O mercado de stablecoins viveu uma expansão exponencial nos últimos dois anos. Em 2025, o volume de transações de stablecoins atingiu 33 biliões de dólares, um aumento de 72% face aos 19,2 biliões de dólares de 2024, e no primeiro trimestre de 2026 o volume de transações voltou a atingir um máximo histórico de cerca de 4,5 biliões de dólares. O regresso da Meta acontece precisamente num ponto crítico dessa mudança estrutural, refletindo a evolução tripla de lógica regulatória, modelos de negócio e maturidade tecnológica.

As lições regulatórias reveladas pelos quatro anos de ascensão e queda da Libra

Em junho de 2019, o Facebook publicou o white paper da Libra, propondo a criação de uma “cripto-moeda suprassoberana” suportada por uma cesta de reservas de moedas fiduciárias, tentando construir uma camada global de pagamentos, alavancando 3 mil milhões + utilizadores. No entanto, esta ideia enfrentou uma oposição conjunta por parte de reguladores em todo o mundo desde o momento do seu nascimento. Em outubro de 2019, Zuckerberg compareceu numa audiência no Congresso dos EUA e a Libra foi alvo de um interrogatório severo por parte de deputados de ambos os partidos; membros fundadores como PayPal, Visa, Mastercard e Stripe saíram um após o outro da associação Libra.

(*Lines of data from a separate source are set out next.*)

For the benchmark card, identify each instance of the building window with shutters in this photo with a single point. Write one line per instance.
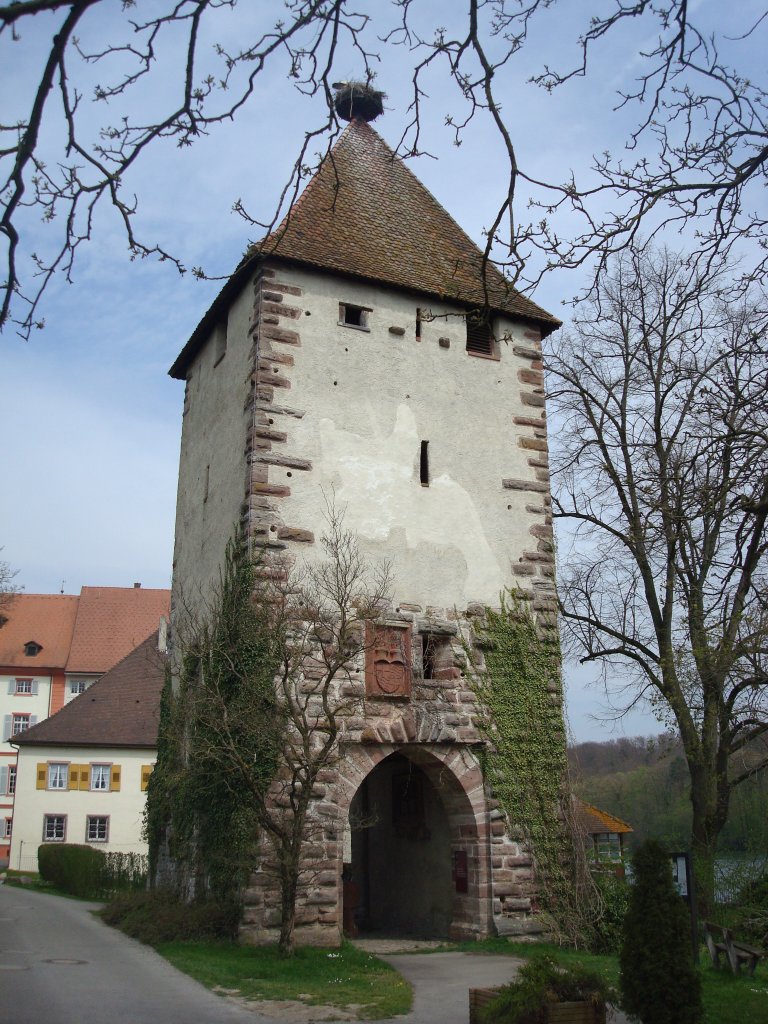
(19, 724)
(100, 777)
(97, 828)
(54, 827)
(58, 776)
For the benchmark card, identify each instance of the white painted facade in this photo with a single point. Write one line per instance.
(123, 808)
(360, 401)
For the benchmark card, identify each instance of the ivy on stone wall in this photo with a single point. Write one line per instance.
(525, 761)
(198, 813)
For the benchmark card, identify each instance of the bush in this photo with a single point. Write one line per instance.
(539, 982)
(124, 872)
(85, 870)
(158, 916)
(614, 897)
(71, 867)
(658, 981)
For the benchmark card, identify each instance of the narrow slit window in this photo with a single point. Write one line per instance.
(428, 656)
(219, 338)
(424, 464)
(479, 336)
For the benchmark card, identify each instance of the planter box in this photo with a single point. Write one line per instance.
(557, 1013)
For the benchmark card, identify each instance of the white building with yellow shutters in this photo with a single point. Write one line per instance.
(83, 773)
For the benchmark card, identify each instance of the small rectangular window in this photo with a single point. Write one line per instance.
(100, 777)
(20, 724)
(58, 775)
(54, 827)
(479, 336)
(350, 315)
(96, 828)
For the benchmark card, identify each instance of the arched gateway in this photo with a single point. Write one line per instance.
(416, 854)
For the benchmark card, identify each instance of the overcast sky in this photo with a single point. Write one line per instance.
(91, 420)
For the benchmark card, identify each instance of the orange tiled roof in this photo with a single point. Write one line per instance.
(111, 622)
(46, 619)
(596, 821)
(122, 709)
(367, 215)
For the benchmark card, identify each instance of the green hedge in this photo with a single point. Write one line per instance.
(85, 870)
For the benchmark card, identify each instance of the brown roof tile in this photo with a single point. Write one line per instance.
(122, 709)
(596, 821)
(367, 215)
(46, 619)
(111, 622)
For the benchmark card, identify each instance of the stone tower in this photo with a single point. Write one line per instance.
(343, 356)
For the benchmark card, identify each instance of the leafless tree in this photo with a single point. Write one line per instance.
(274, 747)
(8, 590)
(660, 466)
(695, 154)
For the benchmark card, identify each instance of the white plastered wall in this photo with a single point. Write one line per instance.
(370, 397)
(212, 453)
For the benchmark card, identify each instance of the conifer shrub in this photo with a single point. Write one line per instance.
(159, 916)
(539, 983)
(657, 979)
(74, 868)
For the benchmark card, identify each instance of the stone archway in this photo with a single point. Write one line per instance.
(418, 856)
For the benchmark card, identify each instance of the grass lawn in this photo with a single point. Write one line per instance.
(727, 998)
(320, 977)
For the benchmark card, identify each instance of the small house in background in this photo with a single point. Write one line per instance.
(605, 833)
(53, 647)
(83, 773)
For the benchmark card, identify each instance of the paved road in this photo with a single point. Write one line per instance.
(58, 965)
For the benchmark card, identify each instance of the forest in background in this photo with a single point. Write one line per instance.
(644, 781)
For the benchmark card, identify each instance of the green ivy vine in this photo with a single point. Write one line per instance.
(195, 806)
(524, 761)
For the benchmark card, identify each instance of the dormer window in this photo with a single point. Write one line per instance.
(479, 336)
(350, 315)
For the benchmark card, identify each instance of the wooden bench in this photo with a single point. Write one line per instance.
(734, 951)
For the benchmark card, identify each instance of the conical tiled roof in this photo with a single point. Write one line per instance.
(367, 215)
(122, 709)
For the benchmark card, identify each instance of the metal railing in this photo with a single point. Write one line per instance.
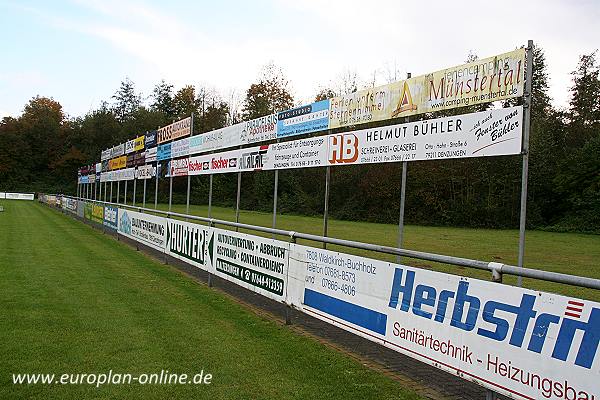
(497, 269)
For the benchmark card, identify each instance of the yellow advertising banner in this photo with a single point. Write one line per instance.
(139, 143)
(490, 79)
(117, 163)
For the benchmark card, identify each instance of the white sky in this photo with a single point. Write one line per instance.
(78, 51)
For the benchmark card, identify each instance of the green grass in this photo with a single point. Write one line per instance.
(568, 253)
(75, 301)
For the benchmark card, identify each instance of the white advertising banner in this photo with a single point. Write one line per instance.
(302, 153)
(180, 148)
(188, 242)
(117, 151)
(214, 163)
(129, 146)
(144, 228)
(489, 133)
(18, 196)
(255, 263)
(259, 130)
(145, 172)
(229, 136)
(175, 130)
(518, 342)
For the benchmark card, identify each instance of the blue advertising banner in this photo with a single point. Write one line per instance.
(111, 217)
(302, 120)
(164, 152)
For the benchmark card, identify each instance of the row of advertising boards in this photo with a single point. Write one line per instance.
(522, 343)
(482, 81)
(490, 133)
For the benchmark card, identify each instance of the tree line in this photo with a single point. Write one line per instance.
(41, 149)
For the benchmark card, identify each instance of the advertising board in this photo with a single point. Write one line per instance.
(490, 79)
(188, 242)
(255, 263)
(151, 155)
(145, 172)
(519, 342)
(129, 146)
(150, 139)
(214, 163)
(175, 130)
(180, 148)
(259, 130)
(138, 143)
(111, 217)
(17, 196)
(144, 228)
(178, 167)
(97, 213)
(163, 152)
(303, 120)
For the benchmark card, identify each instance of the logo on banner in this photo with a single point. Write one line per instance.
(223, 163)
(253, 160)
(188, 241)
(125, 223)
(405, 103)
(343, 148)
(469, 311)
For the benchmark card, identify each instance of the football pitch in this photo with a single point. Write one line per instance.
(75, 301)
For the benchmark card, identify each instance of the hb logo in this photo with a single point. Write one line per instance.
(343, 148)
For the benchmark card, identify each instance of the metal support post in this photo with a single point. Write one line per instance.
(326, 210)
(402, 201)
(134, 190)
(187, 202)
(275, 188)
(525, 172)
(209, 195)
(144, 195)
(402, 198)
(237, 202)
(156, 188)
(170, 191)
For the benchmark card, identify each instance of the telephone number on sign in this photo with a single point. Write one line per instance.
(338, 287)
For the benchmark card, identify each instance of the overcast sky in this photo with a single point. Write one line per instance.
(79, 51)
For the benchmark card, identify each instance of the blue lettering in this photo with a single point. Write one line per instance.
(420, 300)
(472, 312)
(589, 343)
(406, 289)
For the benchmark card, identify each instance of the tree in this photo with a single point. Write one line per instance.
(163, 100)
(127, 101)
(185, 102)
(584, 110)
(270, 95)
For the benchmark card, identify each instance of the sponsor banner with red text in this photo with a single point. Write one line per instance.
(175, 130)
(178, 167)
(489, 133)
(214, 163)
(490, 79)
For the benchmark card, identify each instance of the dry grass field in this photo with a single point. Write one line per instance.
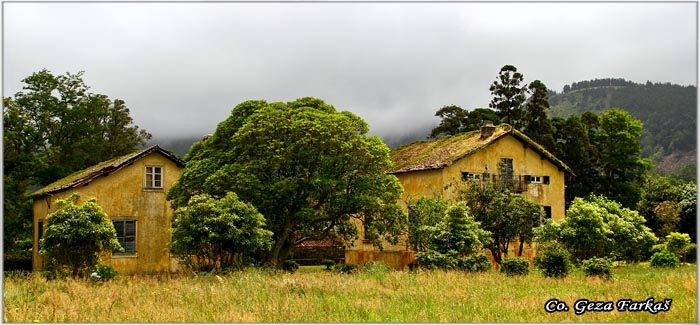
(315, 295)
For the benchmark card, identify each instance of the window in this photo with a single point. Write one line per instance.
(154, 177)
(548, 212)
(126, 234)
(467, 176)
(40, 227)
(506, 168)
(534, 179)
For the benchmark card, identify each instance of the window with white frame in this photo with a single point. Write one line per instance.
(126, 235)
(468, 176)
(154, 177)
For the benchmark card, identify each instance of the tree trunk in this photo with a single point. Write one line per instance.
(273, 260)
(520, 248)
(496, 254)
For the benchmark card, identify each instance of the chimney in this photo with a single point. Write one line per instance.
(487, 129)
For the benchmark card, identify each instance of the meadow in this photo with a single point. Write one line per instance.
(374, 295)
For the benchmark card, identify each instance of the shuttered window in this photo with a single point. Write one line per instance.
(126, 234)
(154, 177)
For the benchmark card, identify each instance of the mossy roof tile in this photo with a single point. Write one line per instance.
(444, 151)
(85, 176)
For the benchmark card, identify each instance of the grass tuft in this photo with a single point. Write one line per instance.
(314, 295)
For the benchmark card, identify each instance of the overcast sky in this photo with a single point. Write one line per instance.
(182, 67)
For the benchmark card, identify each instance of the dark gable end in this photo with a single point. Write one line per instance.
(85, 176)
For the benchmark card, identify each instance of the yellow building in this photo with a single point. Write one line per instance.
(131, 190)
(439, 167)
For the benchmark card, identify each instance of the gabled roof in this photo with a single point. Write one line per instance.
(444, 151)
(85, 176)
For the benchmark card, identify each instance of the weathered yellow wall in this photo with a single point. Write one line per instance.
(445, 182)
(525, 162)
(122, 195)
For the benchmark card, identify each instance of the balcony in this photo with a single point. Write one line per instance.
(514, 183)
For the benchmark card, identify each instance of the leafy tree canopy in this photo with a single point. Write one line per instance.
(52, 128)
(75, 236)
(507, 215)
(509, 96)
(599, 227)
(455, 120)
(214, 234)
(309, 169)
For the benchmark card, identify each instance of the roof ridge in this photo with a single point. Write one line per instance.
(106, 167)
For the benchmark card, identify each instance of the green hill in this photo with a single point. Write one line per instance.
(669, 114)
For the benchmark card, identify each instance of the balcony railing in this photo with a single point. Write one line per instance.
(514, 183)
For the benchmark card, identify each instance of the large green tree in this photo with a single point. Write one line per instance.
(455, 120)
(596, 226)
(508, 96)
(509, 217)
(536, 124)
(214, 234)
(621, 165)
(574, 147)
(54, 127)
(309, 169)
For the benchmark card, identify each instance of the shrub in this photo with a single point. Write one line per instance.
(214, 234)
(437, 260)
(475, 263)
(328, 263)
(377, 267)
(290, 266)
(554, 261)
(515, 266)
(347, 268)
(597, 226)
(75, 236)
(680, 245)
(690, 253)
(104, 272)
(598, 266)
(664, 258)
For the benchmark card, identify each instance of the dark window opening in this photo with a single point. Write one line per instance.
(126, 235)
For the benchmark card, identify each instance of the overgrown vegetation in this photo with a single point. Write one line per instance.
(513, 266)
(75, 237)
(53, 127)
(216, 234)
(554, 261)
(598, 266)
(309, 169)
(664, 258)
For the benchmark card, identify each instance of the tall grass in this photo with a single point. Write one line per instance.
(314, 295)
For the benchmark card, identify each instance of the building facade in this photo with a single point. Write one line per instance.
(131, 190)
(441, 167)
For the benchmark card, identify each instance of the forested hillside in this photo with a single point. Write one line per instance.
(669, 114)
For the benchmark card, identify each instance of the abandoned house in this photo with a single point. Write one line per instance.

Perante a pressão, a Libra fez concessões importantes em 2020: mudou o nome para Diem, abandonou a proposta de uma cesta de moedas e passou para uma stablecoin única indexada ao dólar, mas o alerta da regulação global não desapareceu. Em janeiro de 2022, a associação Diem vendeu os ativos ao Silvergate Bank por cerca de 182 milhões de dólares — uma experiência ambiciosa que durou quase três anos — e o empreendimento acabou por falhar. A principal lição da Libra é a seguinte: quando uma empresa tecnológica privada tenta construir uma infraestrutura financeira global que ultrapassa o conceito de moeda soberana, por muito avançada que seja a tecnologia e por muito extensa que seja a base de utilizadores, não é possível contornar o limiar fundamental da soberania financeira.

A mudança de trajetória: de “criador de regras” para “distribuidor de tráfego”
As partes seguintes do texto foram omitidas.